The new urbanism challenged the old development policy in a way that new urbanism is made out of or simply a reaction to what we call, sprawl. It challenged the old development policy in a sense that architects, planners, and developers have been very eager to work on principles of planning necessary things that architects, planners and developers work together to create human-scale, walkable communities, and a fully developed city which is helpful for every person who lives there.

Jane Jacobs is one of the major influences on new urbanism. In fact, her concept of “eyes upon the street” is very notable and it has three features of a community that is likely to have eyes on the street. She disputes that, in order to generate and uphold human-friendly, habitable neighborhoods, what we need are small, independent businesses, provision of benches and other places to hang out, and policies that permit street performers and vendors. Under these conditions, Jacobs argues, residents, shopkeepers, vendors, and strangers provide “eyes on the street,” performing a natural and unconscious “policing” function that keeps the streets safe. It is clear then that in Jane Jacobs’s perception in the “eyes upon the street” is that she wanted to give what the people deserve to have. She indicated that it would be better if there would be an environment fitted to the people who live there and that they should also be responsible for those developments in order to sustain their community, thus indicating having eyes on the street.

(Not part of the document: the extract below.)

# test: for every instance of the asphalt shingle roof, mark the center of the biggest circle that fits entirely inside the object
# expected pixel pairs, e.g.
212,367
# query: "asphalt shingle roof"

Yet, there is still another major influence on new urbanism who is none other than William H. Whyte whose 1970s studies of public interactions in New York City showed that people are attracted by crowds as opportunities for positive social interaction, and that they sought out gathering places that were visible from the street and facilitated people-watching.

In New York City, ideas of Jane Jacobs’s have been successfully and evidently applied and some examples of new urbanism are Bryant Park (42nd St b/w 5th and 6th Ave), Union Square, and Hudson River. Bryant Park is still considered as the hunting grounds of Native Americans. These certain places are just proofs that new urbanism are greatly spread in the city. These locations are apparently helpful to the people who live in the city and are widely appreciated because of the help or aid that it brought to them. Visibly, the ideas of Whyte and Jacobs help explain the failure of mega developments such as Port Authority Bus Station in NYC that may lead to some negative impacts on the community.

In Boulevard of death and Mayor of Curativa, bicycling and public transportations are apparently significant to a livable community. It is because they have the capacity to be at one place in just a little while that helped them to avoid any delays. It is also important because it became a part of them which helps them to be more productive in some way. Truly, the public transportations made the lives of the inhabitants easier especially in transacting their businesses in different parts of their community.

While the street art and graffiti is expressing the needs of the community to have a free will in expressing their ideas and not being prevented from doing so. Through graffiti, the people seem to have more liberty in communicating the things or concerns they want to publicize or reveal. In this way, graffiti will somehow give the community benefits in terms of sharing what they are thinking or what the feelings they have. Maybe, the people wanted to have more freedom to convey what they feel, what their thoughts are, or simply anything that concerns the population as a whole.